In one trial, the Department of Medicine at University Hospital in Nottingham tested the use of feverfew in a randomized, double-blind, placebo-controlled study. In this four-month trial, 59 volunteers were given either feverfew or a placebo. Researchers found that treatment with feverfew brought a reduction in the overall number and individual severity of migraines. Researchers think that feverfew works by preventing the release of prostaglandins, which dilate blood vessels and cause inflammation.

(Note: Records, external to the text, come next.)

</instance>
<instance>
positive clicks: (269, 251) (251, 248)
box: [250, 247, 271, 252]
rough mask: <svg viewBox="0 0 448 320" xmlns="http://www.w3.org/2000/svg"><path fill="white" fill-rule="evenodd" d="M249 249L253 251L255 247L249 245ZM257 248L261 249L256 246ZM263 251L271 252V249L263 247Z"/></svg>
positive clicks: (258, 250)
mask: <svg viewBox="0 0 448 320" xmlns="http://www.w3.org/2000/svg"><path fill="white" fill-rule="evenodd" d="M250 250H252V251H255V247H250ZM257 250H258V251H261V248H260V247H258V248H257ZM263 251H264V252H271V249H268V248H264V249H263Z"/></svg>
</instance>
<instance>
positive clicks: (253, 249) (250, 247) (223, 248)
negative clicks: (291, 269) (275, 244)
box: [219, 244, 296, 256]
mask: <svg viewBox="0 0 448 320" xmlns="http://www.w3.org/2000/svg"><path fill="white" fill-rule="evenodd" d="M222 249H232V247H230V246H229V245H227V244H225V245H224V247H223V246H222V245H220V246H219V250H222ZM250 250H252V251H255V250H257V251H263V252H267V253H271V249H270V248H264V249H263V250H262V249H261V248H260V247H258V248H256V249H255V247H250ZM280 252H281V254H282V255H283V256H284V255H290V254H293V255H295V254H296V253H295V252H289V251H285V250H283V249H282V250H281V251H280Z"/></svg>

A recent review conducted by the University of Exeter looked at this and every other randomized, placebo-controlled, double-blind study they could find on using feverfew for migraines. Of the six clinical trials that met their strict criteria, the researchers found that every trial favoured the use of feverfew over a placebo for the treatment of migraines. The researchers also noted that the studies reported no major safety concerns.
Feverfew is most often taken in capsules of powdered feverfew leaf at 80 to 100 mg daily. Though feverfew has no major side effects, it should not be taken during pregnancy.